|
IF YOU HAD YOUR own piece of real estate, too, Dahab might be perfect, as an increasing number of parties seem to think. Around 4 p.m. the next afternoon, I stumble into Club Red and find it crawling with Egyptian troops—45 soldiers in brown uniforms, toting AK-47s, bayonets fixed. Two camouflage trucks sit inside the entrance; also two jeeps. Five
officers bedecked in brass rest on chairs in the shade, sipping Turkish coffee, as the troops wander at random. Some of the soldiers are hissing at a pair of English girls in bikinis.
The soldiers are about 18 years old, dirt-poor conscripts from isolated villages, drafted into Egypt's paramilitary national police force and trucked across the Sinai to a republic of Northern European women wearing butt-floss, ragtag stoners from the four points of the compass, and slumming trustafarians with 200-dive hobbies and healthy credit cards.
At first, it looks like the national troops have come to help Rotondi reclaim Club Red. As it turns out, they are really here to help themselves to a piece of land.
The Mezzeineh clan has reacted, of course. There are already ten shouting Bedouin in the courtyard; seven minutes later, there are ten more in the same space. Half are shouting into cell phones; most are dressed in spotless white or gray jalabiyyas, with red kufiyya head scarves carefully
affixed using traditional goat-hair rope. Their sandals are nice; many sprout long pinkie nails, a traditional signal of wealth.
I snap off a couple of photos from my hip and head for the front desk. Three panicked Bedouin cut me off, waving their arms and shouting "No! No!" I had been conducting careful research on the history of the Sinai by reading The Adventures of Tintin: The Red Sea Sharks, so I think what my hero,
the Belgian boy reporter and veteran of a thousand cartoon adventures, would say at this point.
"I'd like a room," I try.
The Bedouin immediately lead me inside; business continues, it appears, even in the midst of an invasion. I go through an absurd charade of inquiring after rooms—Blistering barnacles, Tintin, I must have a phone, and what do you mean there are no rooms left with air-conditioning—and
then ask what all the soldiers are doing.
"Is no problem," I am told. And: "Their trucks break down. They come to fix their trucks. Going soon."

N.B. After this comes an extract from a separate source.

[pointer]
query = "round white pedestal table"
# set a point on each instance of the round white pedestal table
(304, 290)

Meanwhile the soldiers are unloading four huge rolls of wire fencing, and they shut the front gate. A couple of guests wander past. "That's a bit frightening with all those soldiers," an American woman says calmly.
Outside, the main street of Dahab is blocked by two more jeeps and another six Egyptian GIs with AK-47s, with a circle of blocked pickup trucks and taxis honking their horns, and a crowd of another 30 spectators. The Club Red scuba shop is empty, but a few guests still lounge on cushions in the open-air restaurant, a typical Dahab construction of palm
trees and lashed thatching, normally used as a groove zone for milkshake-nursing foreigners with sunburns. I take a seat and count about 30 angry Bedouin milling around now. Despite the noise and shouting, which give some idea of what the original January 23 high-noon invasion must have been like, they've established a kind of order, and several older men
talk into their phones while the soldiers and Mezzeineh eye each other aggressively.
I get out the camera again but am busted at once. Three Bedouin rush over. I try to Tintin my way out of it, but I've underestimated them. "Please do not think we are stupid," a handsome young Bedouin with crusader-gray eyes tells me. "We see you taking pictures and making notes. We know what reporter is."
He is dressed like a Saudi prince, with the long pinkie nail. He learned his almost perfect English "in the streets of Dahab and in school," he says. He also has 195 dives in his logbook, and the same dream as every other young man in Dahab ("I start my Dive Master next week!").
We do things Bedouin-style. He orders tea and a much older, much less well dressed Bedouin goes off to get it, while he explains that a small strip of the courtyard was once, ten years ago, police property. The soldiers are simply reclaiming that tiny piece of land, so that no matter who wins in the Club Red legal dispute, their asset is protected. More
important, he wishes to know, how much do pickup trucks cost in America?
The standoff lasts several hours. At one point a couple of Australian guests wander right through the sea of AK-47s, oblivious in the best Club Red tradition, locked in argument over the merits of diving naked.
"Fuck yeah," one of them explains to the other, "you'd need less weights!"